Pumpkin Pie

When I first tried pumpkin pie, I was around seven years old. I remember wondering why anyone in their right mind would turn a vegetable into a dessert.

I’m not sure what caused the change of heart, but after years of dislike, I somehow realized pumpkin pie was one of my favorite desserts.

It could be the novelty of a dessert you only enjoy on special occasions (Christmas, Thanksgiving, birthdays, etc.) Those treats always seem extra special. Maybe it was changing tastebuds that only come with age. Whatever it was that changed my mind, I am ever so glad it did.

This pumpkin pie uses my spelled flour vegan pie crust. I like knowing my desserts are whole grain and filled with fiber. I’m weird that way.

I went little nuts with the spices. You could use pumpkin pie spice (I didn’t know the stuff existed until a year ago) but I encourage you to play around in your spice drawer and see what you come up with. I added ginger, which gave the pumpkin pie a bit of a spicy hit that was a surprising contrast to the caramel taste of the brown sugar. But I know many people have a love/hate relationship with ginger, so if you’re going to add it, do so little by little.
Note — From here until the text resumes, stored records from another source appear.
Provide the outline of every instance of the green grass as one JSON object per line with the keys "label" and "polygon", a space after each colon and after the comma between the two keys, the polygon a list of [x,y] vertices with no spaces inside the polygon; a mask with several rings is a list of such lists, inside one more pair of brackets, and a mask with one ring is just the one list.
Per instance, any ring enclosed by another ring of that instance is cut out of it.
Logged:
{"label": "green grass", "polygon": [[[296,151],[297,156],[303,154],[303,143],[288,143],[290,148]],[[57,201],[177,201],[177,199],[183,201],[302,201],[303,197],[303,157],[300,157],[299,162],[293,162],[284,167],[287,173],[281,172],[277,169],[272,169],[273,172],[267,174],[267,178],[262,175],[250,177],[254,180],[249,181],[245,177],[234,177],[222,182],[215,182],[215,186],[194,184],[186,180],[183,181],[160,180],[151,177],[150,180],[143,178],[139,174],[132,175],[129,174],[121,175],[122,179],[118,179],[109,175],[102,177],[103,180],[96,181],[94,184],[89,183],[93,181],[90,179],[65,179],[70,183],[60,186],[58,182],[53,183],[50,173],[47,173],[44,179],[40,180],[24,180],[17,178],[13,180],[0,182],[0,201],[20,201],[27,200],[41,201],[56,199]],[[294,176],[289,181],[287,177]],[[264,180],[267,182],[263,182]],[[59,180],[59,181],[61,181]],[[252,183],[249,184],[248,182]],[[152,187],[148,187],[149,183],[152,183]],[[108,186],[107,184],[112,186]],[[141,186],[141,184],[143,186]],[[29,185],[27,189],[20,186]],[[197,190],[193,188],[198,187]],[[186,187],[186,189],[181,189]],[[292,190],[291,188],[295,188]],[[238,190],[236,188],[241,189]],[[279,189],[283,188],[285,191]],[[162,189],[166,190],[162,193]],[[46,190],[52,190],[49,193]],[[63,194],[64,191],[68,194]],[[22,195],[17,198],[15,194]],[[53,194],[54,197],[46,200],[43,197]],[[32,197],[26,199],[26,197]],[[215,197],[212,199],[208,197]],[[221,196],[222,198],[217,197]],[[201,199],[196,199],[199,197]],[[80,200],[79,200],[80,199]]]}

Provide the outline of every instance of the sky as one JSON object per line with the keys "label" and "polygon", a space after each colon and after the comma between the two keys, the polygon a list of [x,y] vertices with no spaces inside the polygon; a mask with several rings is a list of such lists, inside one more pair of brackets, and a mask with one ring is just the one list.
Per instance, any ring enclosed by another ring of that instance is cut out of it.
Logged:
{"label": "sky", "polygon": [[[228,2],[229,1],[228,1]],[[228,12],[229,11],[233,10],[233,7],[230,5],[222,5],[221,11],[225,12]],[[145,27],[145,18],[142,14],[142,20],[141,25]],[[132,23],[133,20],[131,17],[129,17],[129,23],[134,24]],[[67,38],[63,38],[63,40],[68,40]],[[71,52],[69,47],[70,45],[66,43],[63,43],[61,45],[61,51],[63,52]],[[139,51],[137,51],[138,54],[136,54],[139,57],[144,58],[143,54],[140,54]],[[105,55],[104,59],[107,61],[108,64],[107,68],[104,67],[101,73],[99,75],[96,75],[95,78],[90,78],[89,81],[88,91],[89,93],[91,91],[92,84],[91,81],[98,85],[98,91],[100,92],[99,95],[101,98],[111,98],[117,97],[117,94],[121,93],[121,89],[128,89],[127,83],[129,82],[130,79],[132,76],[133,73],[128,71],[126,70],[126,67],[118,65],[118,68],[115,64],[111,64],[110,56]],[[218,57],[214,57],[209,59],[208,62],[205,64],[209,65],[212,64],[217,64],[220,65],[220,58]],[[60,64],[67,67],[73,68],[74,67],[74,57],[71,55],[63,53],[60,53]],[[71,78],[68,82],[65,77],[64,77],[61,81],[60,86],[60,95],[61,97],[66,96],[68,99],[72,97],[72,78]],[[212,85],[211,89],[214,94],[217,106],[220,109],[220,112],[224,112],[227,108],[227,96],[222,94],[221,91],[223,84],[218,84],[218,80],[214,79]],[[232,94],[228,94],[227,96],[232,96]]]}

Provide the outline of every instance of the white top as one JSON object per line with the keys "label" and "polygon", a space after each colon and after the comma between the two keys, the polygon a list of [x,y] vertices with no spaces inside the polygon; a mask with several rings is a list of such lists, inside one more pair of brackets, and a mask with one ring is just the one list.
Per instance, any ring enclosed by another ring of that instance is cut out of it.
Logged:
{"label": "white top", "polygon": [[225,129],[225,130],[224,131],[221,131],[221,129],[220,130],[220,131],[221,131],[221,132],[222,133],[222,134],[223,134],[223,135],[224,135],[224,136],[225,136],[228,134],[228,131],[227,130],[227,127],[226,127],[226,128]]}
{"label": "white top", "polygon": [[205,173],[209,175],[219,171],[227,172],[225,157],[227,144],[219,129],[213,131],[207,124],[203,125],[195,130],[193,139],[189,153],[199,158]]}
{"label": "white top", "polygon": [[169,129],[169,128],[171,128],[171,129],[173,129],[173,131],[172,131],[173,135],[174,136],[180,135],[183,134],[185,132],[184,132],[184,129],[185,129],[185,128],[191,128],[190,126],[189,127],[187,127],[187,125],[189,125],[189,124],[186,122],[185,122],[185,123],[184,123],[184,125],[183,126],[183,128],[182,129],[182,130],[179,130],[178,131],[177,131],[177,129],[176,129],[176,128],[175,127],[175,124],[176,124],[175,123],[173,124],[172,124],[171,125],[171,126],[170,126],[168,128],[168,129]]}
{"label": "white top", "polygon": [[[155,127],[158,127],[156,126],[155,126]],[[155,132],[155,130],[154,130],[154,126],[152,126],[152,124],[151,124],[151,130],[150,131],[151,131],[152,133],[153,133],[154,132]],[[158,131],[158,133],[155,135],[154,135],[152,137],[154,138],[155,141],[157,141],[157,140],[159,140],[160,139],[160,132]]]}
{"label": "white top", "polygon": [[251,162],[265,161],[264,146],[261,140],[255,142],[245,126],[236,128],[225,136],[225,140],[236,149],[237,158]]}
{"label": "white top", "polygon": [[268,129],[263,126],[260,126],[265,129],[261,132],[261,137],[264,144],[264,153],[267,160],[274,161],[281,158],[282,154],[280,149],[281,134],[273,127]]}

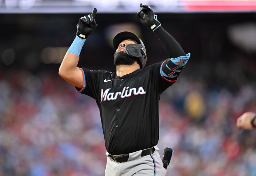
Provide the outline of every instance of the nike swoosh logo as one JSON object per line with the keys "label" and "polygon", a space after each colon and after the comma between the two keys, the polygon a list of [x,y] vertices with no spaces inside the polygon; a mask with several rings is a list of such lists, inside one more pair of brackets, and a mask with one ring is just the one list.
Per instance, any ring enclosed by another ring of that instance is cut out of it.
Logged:
{"label": "nike swoosh logo", "polygon": [[107,82],[108,82],[108,81],[112,81],[113,79],[109,79],[109,80],[107,80],[107,79],[105,79],[105,80],[104,80],[104,82],[105,83]]}

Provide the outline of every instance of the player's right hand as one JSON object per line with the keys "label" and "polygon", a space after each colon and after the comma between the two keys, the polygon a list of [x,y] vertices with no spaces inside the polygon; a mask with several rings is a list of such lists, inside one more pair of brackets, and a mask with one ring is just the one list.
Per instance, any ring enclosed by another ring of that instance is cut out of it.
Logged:
{"label": "player's right hand", "polygon": [[[145,26],[154,31],[159,26],[161,26],[160,22],[157,20],[157,16],[155,14],[151,8],[148,5],[140,4],[140,8],[136,13],[136,16],[138,20]],[[142,12],[143,17],[140,14]]]}
{"label": "player's right hand", "polygon": [[83,39],[86,39],[92,33],[98,25],[95,21],[95,17],[97,9],[94,8],[91,15],[88,15],[81,17],[76,25],[77,32],[76,35]]}

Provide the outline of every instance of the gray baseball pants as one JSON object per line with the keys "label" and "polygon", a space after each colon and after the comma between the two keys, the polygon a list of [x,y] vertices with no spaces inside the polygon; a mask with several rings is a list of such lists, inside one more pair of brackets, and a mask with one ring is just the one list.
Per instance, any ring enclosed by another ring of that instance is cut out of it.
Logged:
{"label": "gray baseball pants", "polygon": [[[167,170],[163,167],[159,149],[154,153],[141,157],[141,150],[130,153],[127,162],[118,163],[107,157],[105,176],[164,176]],[[107,152],[106,155],[109,153]]]}

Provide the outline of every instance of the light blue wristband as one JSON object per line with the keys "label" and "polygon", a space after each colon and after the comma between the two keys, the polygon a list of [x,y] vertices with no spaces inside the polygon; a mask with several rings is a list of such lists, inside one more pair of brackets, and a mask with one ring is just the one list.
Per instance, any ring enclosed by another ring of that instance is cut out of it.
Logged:
{"label": "light blue wristband", "polygon": [[83,46],[86,40],[86,39],[82,39],[76,36],[76,38],[69,48],[68,50],[68,51],[79,56]]}

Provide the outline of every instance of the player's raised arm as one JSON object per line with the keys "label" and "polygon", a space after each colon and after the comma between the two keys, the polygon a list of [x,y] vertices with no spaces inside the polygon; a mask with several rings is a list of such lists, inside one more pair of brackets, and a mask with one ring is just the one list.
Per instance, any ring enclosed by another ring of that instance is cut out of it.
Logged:
{"label": "player's raised arm", "polygon": [[97,10],[94,8],[91,15],[81,17],[77,25],[76,36],[66,53],[59,71],[59,74],[73,85],[82,88],[84,84],[82,71],[77,67],[82,47],[88,36],[98,25],[95,18]]}
{"label": "player's raised arm", "polygon": [[[166,51],[169,59],[165,61],[161,67],[161,75],[167,78],[170,82],[177,80],[178,76],[190,57],[187,55],[176,40],[161,26],[150,7],[140,5],[140,8],[136,13],[139,21],[144,26],[151,29],[156,35]],[[140,15],[142,12],[143,16]]]}

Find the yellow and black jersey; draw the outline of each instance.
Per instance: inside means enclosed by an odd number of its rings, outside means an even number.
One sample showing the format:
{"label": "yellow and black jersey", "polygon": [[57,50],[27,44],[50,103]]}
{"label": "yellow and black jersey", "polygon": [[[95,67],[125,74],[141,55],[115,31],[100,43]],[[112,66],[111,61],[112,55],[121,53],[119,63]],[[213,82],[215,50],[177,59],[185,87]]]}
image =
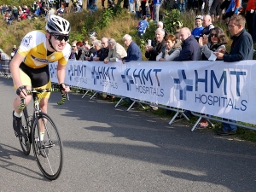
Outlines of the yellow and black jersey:
{"label": "yellow and black jersey", "polygon": [[31,68],[42,68],[49,63],[58,61],[61,65],[66,65],[71,53],[71,46],[67,44],[62,52],[53,52],[47,55],[46,32],[32,31],[22,39],[18,53],[25,56],[24,63]]}

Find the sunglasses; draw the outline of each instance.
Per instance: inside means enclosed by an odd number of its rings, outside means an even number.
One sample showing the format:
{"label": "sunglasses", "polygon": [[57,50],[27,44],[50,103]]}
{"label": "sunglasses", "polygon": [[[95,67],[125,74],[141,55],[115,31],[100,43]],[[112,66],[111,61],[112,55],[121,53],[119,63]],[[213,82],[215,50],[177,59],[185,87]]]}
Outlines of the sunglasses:
{"label": "sunglasses", "polygon": [[218,35],[217,34],[214,34],[214,33],[212,33],[211,35],[210,35],[211,37],[215,37],[215,38],[218,38]]}
{"label": "sunglasses", "polygon": [[64,35],[55,35],[55,34],[53,34],[52,35],[53,37],[55,37],[55,40],[59,40],[59,41],[62,41],[63,39],[65,41],[67,41],[69,39],[69,36],[64,36]]}

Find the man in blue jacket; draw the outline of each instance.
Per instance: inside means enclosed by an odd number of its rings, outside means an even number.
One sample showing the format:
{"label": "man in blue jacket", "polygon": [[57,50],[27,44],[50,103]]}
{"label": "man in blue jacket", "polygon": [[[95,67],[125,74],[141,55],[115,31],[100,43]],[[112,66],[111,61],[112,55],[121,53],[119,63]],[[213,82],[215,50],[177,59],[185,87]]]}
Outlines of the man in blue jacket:
{"label": "man in blue jacket", "polygon": [[[245,30],[246,20],[241,15],[234,15],[229,21],[229,31],[233,40],[230,53],[226,54],[225,49],[219,49],[219,52],[214,53],[218,59],[224,62],[235,62],[242,60],[253,60],[253,44],[252,36]],[[228,120],[224,119],[224,120]],[[236,122],[229,120],[230,122]],[[217,131],[218,135],[228,136],[236,133],[237,126],[223,123],[223,129]]]}
{"label": "man in blue jacket", "polygon": [[123,64],[130,61],[142,61],[142,51],[137,44],[132,41],[131,36],[125,34],[123,37],[125,44],[128,47],[127,56],[123,58]]}
{"label": "man in blue jacket", "polygon": [[159,22],[159,9],[161,5],[161,0],[154,0],[153,3],[154,20],[155,24],[157,24]]}
{"label": "man in blue jacket", "polygon": [[191,31],[187,27],[183,27],[180,30],[179,36],[182,41],[182,50],[179,56],[173,61],[197,61],[200,47],[195,38],[191,35]]}

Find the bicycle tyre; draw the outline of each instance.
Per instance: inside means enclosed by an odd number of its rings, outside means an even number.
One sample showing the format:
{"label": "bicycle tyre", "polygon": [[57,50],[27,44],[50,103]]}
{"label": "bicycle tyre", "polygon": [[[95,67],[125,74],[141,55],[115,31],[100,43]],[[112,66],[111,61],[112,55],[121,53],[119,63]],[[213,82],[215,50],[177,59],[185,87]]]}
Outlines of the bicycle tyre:
{"label": "bicycle tyre", "polygon": [[[45,130],[43,145],[39,141],[39,122]],[[58,178],[63,163],[62,143],[55,125],[48,114],[39,113],[35,117],[32,139],[34,155],[42,173],[49,180]]]}
{"label": "bicycle tyre", "polygon": [[22,151],[26,155],[28,155],[31,151],[31,143],[29,141],[30,135],[30,122],[28,119],[26,108],[23,109],[23,115],[21,116],[21,128],[22,136],[19,137],[20,144]]}

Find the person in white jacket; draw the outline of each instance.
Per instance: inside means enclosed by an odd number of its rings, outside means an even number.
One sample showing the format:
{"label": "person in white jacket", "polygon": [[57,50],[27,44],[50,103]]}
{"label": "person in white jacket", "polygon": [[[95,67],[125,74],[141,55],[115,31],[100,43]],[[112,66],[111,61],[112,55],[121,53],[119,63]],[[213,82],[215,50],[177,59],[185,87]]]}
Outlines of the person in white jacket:
{"label": "person in white jacket", "polygon": [[173,61],[177,57],[182,49],[181,42],[176,39],[175,35],[168,34],[165,38],[166,46],[162,51],[156,56],[156,61]]}

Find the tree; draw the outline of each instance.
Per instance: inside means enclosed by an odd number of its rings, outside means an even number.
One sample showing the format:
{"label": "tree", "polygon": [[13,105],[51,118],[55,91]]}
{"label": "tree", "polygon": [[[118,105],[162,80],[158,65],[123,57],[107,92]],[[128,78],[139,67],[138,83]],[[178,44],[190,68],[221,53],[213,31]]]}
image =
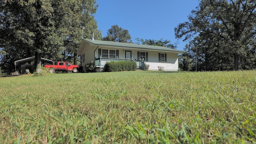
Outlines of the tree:
{"label": "tree", "polygon": [[[93,24],[92,14],[98,6],[95,0],[2,1],[2,47],[7,55],[15,56],[14,61],[36,53],[46,58],[59,60],[65,50],[65,40],[72,39],[74,44],[78,42],[82,25],[86,24],[90,30],[97,28],[95,20]],[[87,19],[90,20],[82,21]],[[75,49],[71,47],[68,49],[71,48]]]}
{"label": "tree", "polygon": [[111,28],[108,30],[107,36],[103,38],[103,40],[132,43],[131,39],[128,30],[115,25],[111,26]]}
{"label": "tree", "polygon": [[193,40],[205,44],[198,52],[214,70],[243,68],[248,54],[255,58],[256,7],[252,0],[202,0],[189,22],[175,28],[176,36],[186,41],[198,36]]}
{"label": "tree", "polygon": [[160,40],[154,40],[151,39],[146,39],[144,40],[142,38],[141,39],[138,38],[135,38],[135,40],[137,41],[136,43],[138,44],[164,46],[166,48],[170,48],[174,49],[176,49],[177,47],[176,46],[171,44],[170,41],[167,40],[163,40],[162,38],[161,38]]}

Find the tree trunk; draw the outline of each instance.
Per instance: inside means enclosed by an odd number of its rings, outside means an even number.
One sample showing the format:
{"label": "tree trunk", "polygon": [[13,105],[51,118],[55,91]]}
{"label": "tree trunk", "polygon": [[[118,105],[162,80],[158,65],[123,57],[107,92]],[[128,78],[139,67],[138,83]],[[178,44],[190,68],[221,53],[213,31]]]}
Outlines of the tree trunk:
{"label": "tree trunk", "polygon": [[38,52],[35,54],[35,68],[34,72],[37,72],[38,68],[41,66],[41,54]]}
{"label": "tree trunk", "polygon": [[76,52],[74,52],[74,64],[76,65],[77,63],[77,53]]}
{"label": "tree trunk", "polygon": [[235,54],[234,55],[234,70],[238,70],[238,63],[240,59],[240,56],[237,53]]}

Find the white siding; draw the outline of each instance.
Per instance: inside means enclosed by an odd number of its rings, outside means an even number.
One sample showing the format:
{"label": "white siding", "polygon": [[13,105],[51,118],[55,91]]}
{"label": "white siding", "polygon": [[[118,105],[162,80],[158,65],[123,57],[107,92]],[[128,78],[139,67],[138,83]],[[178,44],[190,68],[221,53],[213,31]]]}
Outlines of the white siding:
{"label": "white siding", "polygon": [[[144,52],[141,51],[142,52]],[[158,62],[158,53],[156,52],[148,52],[148,60],[145,61],[145,63],[149,65],[149,70],[159,70],[158,66],[164,67],[164,70],[176,71],[178,70],[178,54],[166,53],[167,62]],[[164,52],[161,52],[164,53]],[[136,52],[137,54],[137,51]]]}
{"label": "white siding", "polygon": [[[139,58],[137,58],[137,52],[147,52],[148,53],[148,61],[145,61],[146,64],[149,64],[149,70],[158,70],[158,66],[164,67],[164,70],[177,71],[178,70],[178,54],[171,52],[161,52],[161,53],[166,54],[166,62],[158,62],[158,52],[147,51],[140,51],[138,50],[131,50],[130,49],[126,50],[124,48],[120,49],[112,48],[111,47],[105,47],[104,46],[100,46],[96,49],[98,46],[90,46],[89,43],[87,43],[84,46],[82,51],[82,54],[85,54],[84,62],[82,62],[82,66],[84,66],[85,64],[90,62],[91,60],[94,60],[94,57],[96,58],[99,58],[98,52],[98,49],[112,50],[119,50],[118,58],[125,58],[125,51],[132,51],[132,57],[133,60],[138,60]],[[94,51],[95,55],[94,56]]]}

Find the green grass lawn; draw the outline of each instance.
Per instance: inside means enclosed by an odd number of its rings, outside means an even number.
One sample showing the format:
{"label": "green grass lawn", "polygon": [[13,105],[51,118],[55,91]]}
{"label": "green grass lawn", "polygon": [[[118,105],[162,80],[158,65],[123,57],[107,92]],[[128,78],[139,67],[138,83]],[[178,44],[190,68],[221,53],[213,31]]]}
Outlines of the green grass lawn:
{"label": "green grass lawn", "polygon": [[256,70],[0,77],[0,143],[254,143]]}

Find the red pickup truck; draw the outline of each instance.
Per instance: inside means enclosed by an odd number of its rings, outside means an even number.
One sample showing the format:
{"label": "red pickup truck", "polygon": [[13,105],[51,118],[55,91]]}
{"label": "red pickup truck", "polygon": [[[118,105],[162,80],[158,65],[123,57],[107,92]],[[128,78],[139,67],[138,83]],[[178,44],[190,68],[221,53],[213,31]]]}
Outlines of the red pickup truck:
{"label": "red pickup truck", "polygon": [[79,66],[72,65],[68,62],[55,62],[52,65],[45,65],[44,67],[47,68],[52,68],[53,69],[50,71],[51,72],[54,71],[72,71],[73,72],[78,72]]}

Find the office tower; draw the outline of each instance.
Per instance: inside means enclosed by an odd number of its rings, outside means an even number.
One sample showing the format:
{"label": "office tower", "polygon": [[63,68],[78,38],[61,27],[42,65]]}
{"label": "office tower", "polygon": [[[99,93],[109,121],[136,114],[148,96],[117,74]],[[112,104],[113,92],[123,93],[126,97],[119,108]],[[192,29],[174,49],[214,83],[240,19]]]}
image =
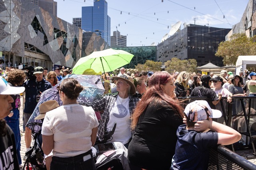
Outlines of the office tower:
{"label": "office tower", "polygon": [[113,35],[111,38],[111,47],[126,47],[126,36],[120,35],[120,32],[117,31],[113,32]]}
{"label": "office tower", "polygon": [[82,21],[82,18],[73,18],[73,24],[76,26],[78,28],[81,28],[81,23]]}
{"label": "office tower", "polygon": [[95,32],[110,45],[110,18],[108,16],[108,3],[96,0],[93,6],[82,7],[82,29]]}

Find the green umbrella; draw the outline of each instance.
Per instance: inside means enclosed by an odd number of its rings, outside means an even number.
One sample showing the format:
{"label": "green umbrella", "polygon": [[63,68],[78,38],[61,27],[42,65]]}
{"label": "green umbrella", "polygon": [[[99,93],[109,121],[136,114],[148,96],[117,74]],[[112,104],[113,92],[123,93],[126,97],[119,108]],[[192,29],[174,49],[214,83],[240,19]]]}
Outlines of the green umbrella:
{"label": "green umbrella", "polygon": [[73,68],[73,73],[81,74],[88,68],[96,72],[109,72],[129,64],[133,56],[125,51],[112,49],[95,51],[79,59]]}

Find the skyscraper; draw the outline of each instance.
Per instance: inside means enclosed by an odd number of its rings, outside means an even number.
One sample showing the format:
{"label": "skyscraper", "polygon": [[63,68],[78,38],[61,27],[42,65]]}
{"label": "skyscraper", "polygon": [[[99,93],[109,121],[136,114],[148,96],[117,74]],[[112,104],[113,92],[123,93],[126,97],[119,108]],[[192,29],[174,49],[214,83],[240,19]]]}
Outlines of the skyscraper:
{"label": "skyscraper", "polygon": [[80,18],[73,18],[73,24],[78,28],[81,28],[81,19]]}
{"label": "skyscraper", "polygon": [[93,6],[82,7],[82,29],[87,31],[97,32],[97,35],[110,45],[110,18],[108,16],[106,1],[94,0]]}
{"label": "skyscraper", "polygon": [[117,31],[113,32],[113,35],[110,37],[111,43],[110,46],[112,47],[126,47],[126,36],[120,35],[120,32]]}

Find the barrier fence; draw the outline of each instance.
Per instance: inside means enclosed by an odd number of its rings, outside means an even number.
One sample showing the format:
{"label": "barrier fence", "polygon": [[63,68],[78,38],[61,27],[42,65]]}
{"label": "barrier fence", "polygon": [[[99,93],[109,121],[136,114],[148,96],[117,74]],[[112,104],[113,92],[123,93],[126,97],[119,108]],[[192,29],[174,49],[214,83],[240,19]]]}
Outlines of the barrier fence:
{"label": "barrier fence", "polygon": [[[196,100],[204,100],[211,103],[206,97],[178,99],[184,100],[185,106]],[[214,120],[233,128],[242,135],[240,141],[232,145],[230,147],[231,149],[234,152],[251,149],[253,152],[252,155],[247,156],[246,158],[256,158],[256,97],[233,97],[230,103],[227,102],[226,97],[223,97],[215,107],[215,109],[222,112],[222,116],[214,119]]]}

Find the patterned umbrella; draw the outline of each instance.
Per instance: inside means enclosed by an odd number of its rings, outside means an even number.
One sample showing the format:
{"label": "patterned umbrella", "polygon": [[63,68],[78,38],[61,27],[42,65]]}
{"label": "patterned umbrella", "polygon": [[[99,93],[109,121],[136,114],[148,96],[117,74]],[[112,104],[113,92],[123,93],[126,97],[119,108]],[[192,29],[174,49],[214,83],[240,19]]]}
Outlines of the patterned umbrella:
{"label": "patterned umbrella", "polygon": [[[73,74],[68,76],[66,76],[64,79],[67,78],[74,78],[84,87],[84,90],[80,93],[77,98],[78,102],[92,102],[101,97],[105,91],[100,76]],[[62,105],[62,102],[60,100],[59,95],[59,91],[57,90],[57,87],[62,82],[62,80],[54,86],[45,91],[41,94],[40,99],[26,125],[27,127],[34,132],[38,131],[41,128],[41,120],[34,119],[40,114],[39,105],[50,100],[55,100],[58,102],[60,106]]]}

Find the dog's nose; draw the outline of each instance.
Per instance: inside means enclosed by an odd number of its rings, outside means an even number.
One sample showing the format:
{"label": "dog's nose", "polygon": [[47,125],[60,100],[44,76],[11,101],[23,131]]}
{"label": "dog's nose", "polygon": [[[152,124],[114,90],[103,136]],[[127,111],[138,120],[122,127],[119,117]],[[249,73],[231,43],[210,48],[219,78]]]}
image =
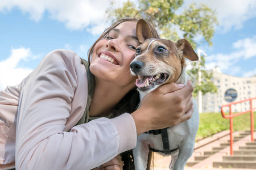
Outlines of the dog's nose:
{"label": "dog's nose", "polygon": [[137,73],[139,70],[143,67],[143,63],[139,61],[133,61],[130,64],[130,68],[133,72]]}

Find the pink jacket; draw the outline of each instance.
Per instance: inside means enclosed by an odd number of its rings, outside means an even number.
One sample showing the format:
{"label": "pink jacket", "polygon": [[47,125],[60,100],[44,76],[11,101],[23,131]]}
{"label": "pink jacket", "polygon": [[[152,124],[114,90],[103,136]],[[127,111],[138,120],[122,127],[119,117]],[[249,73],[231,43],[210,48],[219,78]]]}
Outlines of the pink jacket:
{"label": "pink jacket", "polygon": [[2,91],[0,168],[15,161],[16,169],[90,169],[134,148],[130,114],[73,127],[86,106],[87,84],[80,58],[61,49]]}

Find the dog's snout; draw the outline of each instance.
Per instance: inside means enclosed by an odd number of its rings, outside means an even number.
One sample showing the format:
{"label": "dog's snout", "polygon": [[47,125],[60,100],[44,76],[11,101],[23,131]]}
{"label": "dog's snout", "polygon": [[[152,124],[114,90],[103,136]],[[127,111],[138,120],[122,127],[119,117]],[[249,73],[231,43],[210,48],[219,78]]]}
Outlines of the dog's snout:
{"label": "dog's snout", "polygon": [[140,61],[133,61],[130,64],[130,68],[133,72],[137,73],[139,71],[143,66],[143,63]]}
Since the pie is vegan, there are no eggs to set the filling. This means you absolutely must make sure to set the pie in the fridge before you serve it. If you skip this step, the pie is still going to taste awesome, but it’s going to be pretty liquidy. I’ve always eaten my pumpkin pie cold, so for me, this is just the way it should taste.
I’m still hanging on to summer, but this pumpkin pie will bring autumn into your kitchen with a big, wide grin. Print Pumpkin Pie Author: Katy’s Kitchen Prep time:  40 mins Cook time: 1-hour Total time:  1 hour 40 mins Yield: one 9-inch pie   A simple, vegan pumpkin pie with an amped-up spice factor. Ingredients The Crust

  • 1 and ¾ cup whole spelled flour
  • ¾ cup of coconut oil
  • ½ teaspoon salt
  • ½ teaspoon cinnamon
  • ½ cup ice water*

The Filling

  • 15 oz pumpkin puree (one can)
  • 1 package firm silken tofu, drained
  • ½ cup maple syrup
  • ¼ cup brown sugar
  • 1 teaspoon cinnamon
  • ½ teaspoon ground ginger
  • ½ teaspoon nutmeg
  • ¼ teaspoon cloves


  1. Make the crust. Measure out the coconut oil and place in a small bowl. Freeze for 15-20 minutes until solid.
  2. Pour about 1 cup of water into a small bowl and place a few ice cubes in the bowl.
  3. In a food processor (using the S-blade), add the flour, salt, and cinnamon. Pulse to combine. Add the chilled coconut oil and pulse until the coconut oil is pea-sized and the mixture looks crumbly.
  4. Add ¼ cup of ice water and pulse. If the dough has started to come together, proceed to the next step. If not, add a little more water and continue to pulse until the dough can be formed into a ball in your hands. I ended up using about ½ cup.
  5. Put a sheet of waxed paper on the countertop. Dump out the dough onto the waxed paper and form it into one disk. Wrap tightly with plastic wrap and place in the fridge until chilled (about 20 minutes or overnight.)
  6. Preheat the oven to 400F.
  7. Rinse out the food processor and make the filling. Add all filling ingredients to the food processor and processes on high until smooth (about 2 minutes), stopping to scrape down the sides as needed.
  8. Roll out the crust. Place a sheet of waxed paper on the counter and dust with flour. Set the disk of crust onto the sheet. Dust the rolling pin with flour. Roll carefully; turning the rolling pin often to make sure the crust stays even and circular. When the crust has thinned out a little (about ⅛ of an inch), carefully transfer it onto the pie plate (it works best if you flip the crust upside down into the dish.)
  9. Pour the filling into the crust.
  10. Bake at 400 F for 15 minutes. Then, turn the oven temperature to 350 F and bake for another 45 minutes or until a toothpick inserted into the center of the pie comes out mostly clean.
  11. Allow the pie to cool at room temperature for twenty minutes. Place the pie in the fridge for at least two hours until set.

Notes *You may need more or less depending on the humidity of your climate and the moisture in your flour. I ended up using about ½ cup. Trust your instincts.